Com uma carreira de mais de sete décadas, Léo Batista noticiou eventos históricos e participou de quase todos os telejornais da TV Globo, onde atuou por 55 anos, até pouco antes de ser hospitalizado.
Início como locutor de alto-falantes
Nascido como João Baptista Belinaso Neto, em 22 de julho de 1932, na cidade de Cordeirópolis, interior de São Paulo, Léo Batista iniciou sua trajetória profissional nos anos 1940. Incentivado por um primo, ele participou e foi aprovado em um concurso para locutor do serviço de alto-falantes de Cordeirópolis. Seu bordão marcante era: “Serviços de alto-falantes América, transmitindo da Praça João Pessoa!”

O começo da carreira
Filho de imigrantes italianos, Léo Batista deixou o colégio interno aos 14 anos para ajudar a família. Mudou-se para Campinas para terminar os estudos e trabalhou como garçonete e faz-tudo na pensão do pai antes de se dedicar à rádio. Ele começou na Rádio Birigui e passou por diversas emissoras do interior paulista, onde narrava partidas de futebol e produzia noticiários.
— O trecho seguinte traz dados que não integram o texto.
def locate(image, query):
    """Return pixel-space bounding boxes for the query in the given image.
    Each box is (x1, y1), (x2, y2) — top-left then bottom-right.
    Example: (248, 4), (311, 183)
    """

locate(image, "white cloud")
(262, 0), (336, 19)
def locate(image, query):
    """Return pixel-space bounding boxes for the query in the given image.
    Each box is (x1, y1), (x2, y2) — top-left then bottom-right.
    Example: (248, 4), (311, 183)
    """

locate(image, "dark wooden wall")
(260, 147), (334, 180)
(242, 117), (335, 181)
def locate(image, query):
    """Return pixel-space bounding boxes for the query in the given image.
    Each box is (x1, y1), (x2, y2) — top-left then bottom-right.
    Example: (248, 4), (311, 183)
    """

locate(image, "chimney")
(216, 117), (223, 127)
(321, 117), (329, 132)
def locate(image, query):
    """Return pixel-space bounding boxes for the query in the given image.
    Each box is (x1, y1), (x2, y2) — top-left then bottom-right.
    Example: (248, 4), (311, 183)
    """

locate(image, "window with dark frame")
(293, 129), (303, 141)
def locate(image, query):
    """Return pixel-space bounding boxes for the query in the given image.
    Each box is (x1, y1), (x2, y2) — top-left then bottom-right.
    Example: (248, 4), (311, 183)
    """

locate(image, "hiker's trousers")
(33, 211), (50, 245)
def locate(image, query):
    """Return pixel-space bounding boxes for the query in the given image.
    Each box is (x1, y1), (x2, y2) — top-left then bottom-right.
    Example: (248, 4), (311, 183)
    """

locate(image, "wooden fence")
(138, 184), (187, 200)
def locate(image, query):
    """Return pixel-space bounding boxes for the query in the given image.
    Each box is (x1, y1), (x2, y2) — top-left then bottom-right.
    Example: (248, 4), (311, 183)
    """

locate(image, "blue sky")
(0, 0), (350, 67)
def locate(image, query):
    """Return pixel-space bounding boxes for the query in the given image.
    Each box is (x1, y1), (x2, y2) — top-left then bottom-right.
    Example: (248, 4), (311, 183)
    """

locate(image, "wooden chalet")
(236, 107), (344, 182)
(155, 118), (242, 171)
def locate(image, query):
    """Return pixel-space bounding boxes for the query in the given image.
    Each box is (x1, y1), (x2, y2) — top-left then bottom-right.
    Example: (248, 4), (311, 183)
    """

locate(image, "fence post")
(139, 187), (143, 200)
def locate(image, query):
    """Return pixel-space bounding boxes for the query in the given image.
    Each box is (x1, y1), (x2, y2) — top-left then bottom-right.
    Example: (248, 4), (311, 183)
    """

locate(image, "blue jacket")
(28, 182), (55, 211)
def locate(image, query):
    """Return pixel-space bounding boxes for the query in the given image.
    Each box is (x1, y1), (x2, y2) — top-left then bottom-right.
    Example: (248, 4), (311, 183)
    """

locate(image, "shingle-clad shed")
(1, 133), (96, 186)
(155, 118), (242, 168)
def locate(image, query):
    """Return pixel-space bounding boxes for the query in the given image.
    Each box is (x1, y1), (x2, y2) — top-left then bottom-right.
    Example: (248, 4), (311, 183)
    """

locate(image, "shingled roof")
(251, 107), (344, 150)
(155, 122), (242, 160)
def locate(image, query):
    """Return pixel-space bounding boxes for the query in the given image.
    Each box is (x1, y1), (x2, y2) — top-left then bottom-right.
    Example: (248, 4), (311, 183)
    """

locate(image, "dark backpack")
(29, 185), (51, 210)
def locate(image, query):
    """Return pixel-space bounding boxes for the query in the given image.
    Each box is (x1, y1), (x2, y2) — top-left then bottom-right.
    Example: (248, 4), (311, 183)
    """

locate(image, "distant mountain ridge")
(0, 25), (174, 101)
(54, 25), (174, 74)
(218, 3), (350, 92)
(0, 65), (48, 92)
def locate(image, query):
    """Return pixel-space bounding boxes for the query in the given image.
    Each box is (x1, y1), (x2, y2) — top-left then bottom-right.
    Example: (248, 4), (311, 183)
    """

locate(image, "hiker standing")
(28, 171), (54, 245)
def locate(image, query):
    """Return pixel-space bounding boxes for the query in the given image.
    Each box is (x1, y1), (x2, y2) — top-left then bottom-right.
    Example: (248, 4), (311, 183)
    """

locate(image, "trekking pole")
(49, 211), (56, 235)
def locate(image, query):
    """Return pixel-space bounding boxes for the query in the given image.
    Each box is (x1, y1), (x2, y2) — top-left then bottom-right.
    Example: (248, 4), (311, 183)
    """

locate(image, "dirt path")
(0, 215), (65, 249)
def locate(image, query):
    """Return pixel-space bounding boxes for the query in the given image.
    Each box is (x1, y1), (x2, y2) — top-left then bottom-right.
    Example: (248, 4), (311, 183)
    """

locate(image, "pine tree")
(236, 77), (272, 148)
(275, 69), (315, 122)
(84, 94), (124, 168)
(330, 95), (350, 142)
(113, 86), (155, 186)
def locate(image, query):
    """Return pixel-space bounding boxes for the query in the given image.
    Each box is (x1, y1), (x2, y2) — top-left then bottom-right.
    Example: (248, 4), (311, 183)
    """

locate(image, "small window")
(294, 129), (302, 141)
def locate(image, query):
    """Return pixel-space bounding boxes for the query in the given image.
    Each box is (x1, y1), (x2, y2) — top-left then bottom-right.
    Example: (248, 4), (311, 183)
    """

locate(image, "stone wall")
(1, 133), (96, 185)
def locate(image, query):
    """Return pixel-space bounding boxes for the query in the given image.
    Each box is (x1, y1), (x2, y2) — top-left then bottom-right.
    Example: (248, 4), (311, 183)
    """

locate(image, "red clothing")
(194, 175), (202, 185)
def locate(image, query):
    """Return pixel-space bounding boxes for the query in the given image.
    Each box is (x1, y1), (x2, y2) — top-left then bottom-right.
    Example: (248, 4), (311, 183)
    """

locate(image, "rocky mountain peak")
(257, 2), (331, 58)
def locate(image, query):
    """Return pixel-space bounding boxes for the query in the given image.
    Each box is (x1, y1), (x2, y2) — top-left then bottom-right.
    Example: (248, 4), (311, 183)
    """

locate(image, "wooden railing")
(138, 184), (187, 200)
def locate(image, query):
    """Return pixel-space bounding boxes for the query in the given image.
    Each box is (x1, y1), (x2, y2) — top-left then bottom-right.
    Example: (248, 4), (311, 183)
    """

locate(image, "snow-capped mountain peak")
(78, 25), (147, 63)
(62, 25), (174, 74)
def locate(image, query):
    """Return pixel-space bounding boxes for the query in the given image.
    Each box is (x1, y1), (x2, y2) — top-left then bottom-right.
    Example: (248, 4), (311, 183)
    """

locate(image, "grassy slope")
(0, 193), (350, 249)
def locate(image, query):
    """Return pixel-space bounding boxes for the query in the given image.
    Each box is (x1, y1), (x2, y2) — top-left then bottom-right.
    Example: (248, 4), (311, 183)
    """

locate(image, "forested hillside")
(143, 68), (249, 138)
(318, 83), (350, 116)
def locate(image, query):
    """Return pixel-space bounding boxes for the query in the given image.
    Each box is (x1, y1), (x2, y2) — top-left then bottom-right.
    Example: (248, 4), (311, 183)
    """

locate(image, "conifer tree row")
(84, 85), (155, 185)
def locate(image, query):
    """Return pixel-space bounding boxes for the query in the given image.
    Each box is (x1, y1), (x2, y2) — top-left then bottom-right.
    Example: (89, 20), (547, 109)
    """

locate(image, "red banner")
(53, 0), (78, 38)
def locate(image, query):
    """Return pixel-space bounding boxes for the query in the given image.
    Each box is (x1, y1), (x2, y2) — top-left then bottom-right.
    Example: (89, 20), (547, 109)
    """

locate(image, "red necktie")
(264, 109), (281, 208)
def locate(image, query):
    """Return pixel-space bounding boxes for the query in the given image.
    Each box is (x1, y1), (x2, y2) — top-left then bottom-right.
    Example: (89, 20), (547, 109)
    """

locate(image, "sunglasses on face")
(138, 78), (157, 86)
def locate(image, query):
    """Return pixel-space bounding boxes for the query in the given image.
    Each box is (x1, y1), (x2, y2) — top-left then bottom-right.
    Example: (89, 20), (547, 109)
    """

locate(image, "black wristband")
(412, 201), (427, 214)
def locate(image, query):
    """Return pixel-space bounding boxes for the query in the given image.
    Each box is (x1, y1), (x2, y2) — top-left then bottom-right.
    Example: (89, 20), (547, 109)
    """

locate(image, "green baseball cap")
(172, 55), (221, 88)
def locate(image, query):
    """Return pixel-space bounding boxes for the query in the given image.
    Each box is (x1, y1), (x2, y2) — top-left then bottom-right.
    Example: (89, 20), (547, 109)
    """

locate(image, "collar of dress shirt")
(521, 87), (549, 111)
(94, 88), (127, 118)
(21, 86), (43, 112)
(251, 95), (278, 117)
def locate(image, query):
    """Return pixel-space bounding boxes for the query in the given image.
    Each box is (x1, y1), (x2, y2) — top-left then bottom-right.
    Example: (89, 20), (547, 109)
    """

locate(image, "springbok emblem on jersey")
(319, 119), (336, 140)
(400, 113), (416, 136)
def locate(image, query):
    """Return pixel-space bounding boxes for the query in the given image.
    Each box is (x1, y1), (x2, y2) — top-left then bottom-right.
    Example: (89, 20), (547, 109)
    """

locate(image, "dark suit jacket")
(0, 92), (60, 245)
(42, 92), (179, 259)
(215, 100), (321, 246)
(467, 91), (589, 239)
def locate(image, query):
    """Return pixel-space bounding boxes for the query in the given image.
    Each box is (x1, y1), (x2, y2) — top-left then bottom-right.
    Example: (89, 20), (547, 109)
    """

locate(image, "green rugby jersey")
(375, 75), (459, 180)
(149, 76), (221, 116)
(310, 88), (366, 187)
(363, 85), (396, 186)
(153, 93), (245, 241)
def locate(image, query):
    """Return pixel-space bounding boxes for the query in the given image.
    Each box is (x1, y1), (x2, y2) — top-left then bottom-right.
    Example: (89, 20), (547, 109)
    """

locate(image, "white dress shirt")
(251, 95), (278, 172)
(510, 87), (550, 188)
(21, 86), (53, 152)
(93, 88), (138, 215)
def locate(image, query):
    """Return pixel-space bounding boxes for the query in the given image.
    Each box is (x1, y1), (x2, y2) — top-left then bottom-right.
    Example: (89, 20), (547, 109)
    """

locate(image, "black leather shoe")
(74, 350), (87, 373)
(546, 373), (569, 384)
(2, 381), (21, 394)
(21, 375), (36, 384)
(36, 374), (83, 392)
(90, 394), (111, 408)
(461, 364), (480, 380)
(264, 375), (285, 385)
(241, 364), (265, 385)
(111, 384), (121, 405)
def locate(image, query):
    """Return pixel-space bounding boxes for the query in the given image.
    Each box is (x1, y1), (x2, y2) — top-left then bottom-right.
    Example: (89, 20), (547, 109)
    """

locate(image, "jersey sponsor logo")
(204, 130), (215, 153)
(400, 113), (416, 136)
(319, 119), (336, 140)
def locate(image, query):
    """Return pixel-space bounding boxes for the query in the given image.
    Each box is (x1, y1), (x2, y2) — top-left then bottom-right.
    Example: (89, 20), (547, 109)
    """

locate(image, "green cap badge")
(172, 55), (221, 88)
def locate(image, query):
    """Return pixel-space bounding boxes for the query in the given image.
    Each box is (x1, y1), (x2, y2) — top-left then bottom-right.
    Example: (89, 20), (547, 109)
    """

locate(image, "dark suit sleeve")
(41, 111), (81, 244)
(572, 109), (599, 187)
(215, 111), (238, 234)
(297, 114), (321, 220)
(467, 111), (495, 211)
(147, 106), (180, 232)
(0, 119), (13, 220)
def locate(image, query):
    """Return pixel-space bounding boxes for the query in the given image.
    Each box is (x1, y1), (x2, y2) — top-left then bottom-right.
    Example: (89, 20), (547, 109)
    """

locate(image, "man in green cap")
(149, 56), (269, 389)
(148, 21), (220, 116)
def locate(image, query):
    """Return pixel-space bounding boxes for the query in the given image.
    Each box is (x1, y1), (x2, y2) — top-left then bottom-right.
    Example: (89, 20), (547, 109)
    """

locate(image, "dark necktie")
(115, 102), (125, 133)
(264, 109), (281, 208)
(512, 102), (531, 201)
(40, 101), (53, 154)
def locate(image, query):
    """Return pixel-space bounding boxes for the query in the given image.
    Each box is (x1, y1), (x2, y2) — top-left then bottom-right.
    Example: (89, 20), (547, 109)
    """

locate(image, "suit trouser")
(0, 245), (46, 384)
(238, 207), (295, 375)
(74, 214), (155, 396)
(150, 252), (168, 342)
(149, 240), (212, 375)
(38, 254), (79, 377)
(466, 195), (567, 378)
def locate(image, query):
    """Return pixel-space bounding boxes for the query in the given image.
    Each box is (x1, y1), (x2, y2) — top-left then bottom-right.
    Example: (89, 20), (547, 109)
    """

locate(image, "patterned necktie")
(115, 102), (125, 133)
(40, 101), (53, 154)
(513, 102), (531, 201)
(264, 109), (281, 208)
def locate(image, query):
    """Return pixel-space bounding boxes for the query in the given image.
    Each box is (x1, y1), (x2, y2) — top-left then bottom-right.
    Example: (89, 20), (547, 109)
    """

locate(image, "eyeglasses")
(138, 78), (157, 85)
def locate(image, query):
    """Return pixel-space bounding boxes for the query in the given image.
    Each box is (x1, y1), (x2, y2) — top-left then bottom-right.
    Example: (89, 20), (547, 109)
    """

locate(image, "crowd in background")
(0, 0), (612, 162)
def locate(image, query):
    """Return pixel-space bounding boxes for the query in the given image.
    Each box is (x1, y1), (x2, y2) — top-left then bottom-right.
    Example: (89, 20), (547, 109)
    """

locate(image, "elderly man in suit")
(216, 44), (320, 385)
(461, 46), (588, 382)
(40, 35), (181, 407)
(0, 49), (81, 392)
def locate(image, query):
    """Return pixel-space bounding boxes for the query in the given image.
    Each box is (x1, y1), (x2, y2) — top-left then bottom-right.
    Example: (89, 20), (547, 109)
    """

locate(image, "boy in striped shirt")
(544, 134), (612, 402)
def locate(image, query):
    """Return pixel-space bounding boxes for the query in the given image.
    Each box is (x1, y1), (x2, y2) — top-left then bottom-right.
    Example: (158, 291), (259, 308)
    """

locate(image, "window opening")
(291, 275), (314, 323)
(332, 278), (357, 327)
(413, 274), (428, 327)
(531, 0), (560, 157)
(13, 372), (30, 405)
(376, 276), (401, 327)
Em 1952, mudou-se para o Rio de Janeiro e foi contratado pela Rádio Globo, onde trabalhou como locutor e redator. Seu primeiro trabalho na rádio, ainda como Belinaso Neto, foi no programa “O Globo no Ar” . Dois anos depois, passei a integrar a equipe esportiva da emissora.
Léo Batista estreou na narração esportiva na Rádio Globo ao relatar o jogo entre São Cristóvão e Bonsucesso, no Maracanã.
Antes dessa partida, ele ainda era conhecido como Belinaso Neto. Porém, o chefe Luiz Mendes (1924-2011) achou o nome um pouco sonoro e sugeriu uma mudança. Para decidir o novo nome, o “paulistinha” – como Mendes o chamava – escreveu algumas opções em um papel, e os colegas escolheram, por unanimidade, “Léo Batista”.
Um dos muitos momentos históricos narrados por ele aconteceu em 24 de agosto de 1954, quando estava de plantão na Rádio Globo e noticiou, em primeira mão, o suicídio de Getúlio Vargas – considerado a notícia mais marcante de sua carreira.